テレビ台の横に、山のように積み上げられたゲームソフトのケースや攻略本。「二次元少年」と呼ばれる卓也らしい「そっち系のオタク」を思わせる本類……
その中の一冊の表紙を篤樹は思い出す。グロテスクに崩れた顔を持つ巨体の「モンスター」が、大きなハンマーを振り上げているイラスト。パッと目に入っただけだったが、「うえっ! 気持ち悪ッ」と感じたことで記憶に強く残ったのだろう。だが……
やっぱり「アイツ」って……「アレ」だよなぁ……
樹の陰から様子をうかがっていた篤樹は、「アイツ」が追いかけて来ていないのを確認すると、再び樹の陰に身を隠した。しかし……

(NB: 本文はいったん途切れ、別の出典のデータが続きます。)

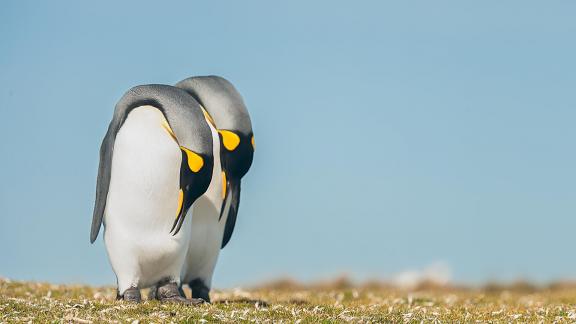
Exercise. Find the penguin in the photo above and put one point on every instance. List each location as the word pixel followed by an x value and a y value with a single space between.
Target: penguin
pixel 216 211
pixel 155 160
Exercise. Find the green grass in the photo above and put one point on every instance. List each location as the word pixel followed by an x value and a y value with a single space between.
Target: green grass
pixel 288 302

振り向くとそこに「ソイツ」は立っていた。グロテスクに崩れた顔からは表情をうかがい知る事は出来ない。大きく肩を上下させながら荒い息を整え、篤樹の倍以上はありそうな巨体からは汗が薄っすらと湯気のように立ち上っている。「ソイツ」は、ようやく追い 詰めた 獲物を「もう逃がさない!」という決意を全身から滲ませ、巨大なハンマーを振り上げた。
え? やっぱり「コイツ」って……あのハンマーで俺を潰そうとしてるの? そんなの……絶対に死ぬじゃん……
完全に 虚を突かれた驚きと恐怖で、篤樹は疲労した身体を支える気力を失う。現実とは思えない光景に目を見開き、もたれた樹に体重を預けたまま、ズルズルとその場に座り込んでしまった。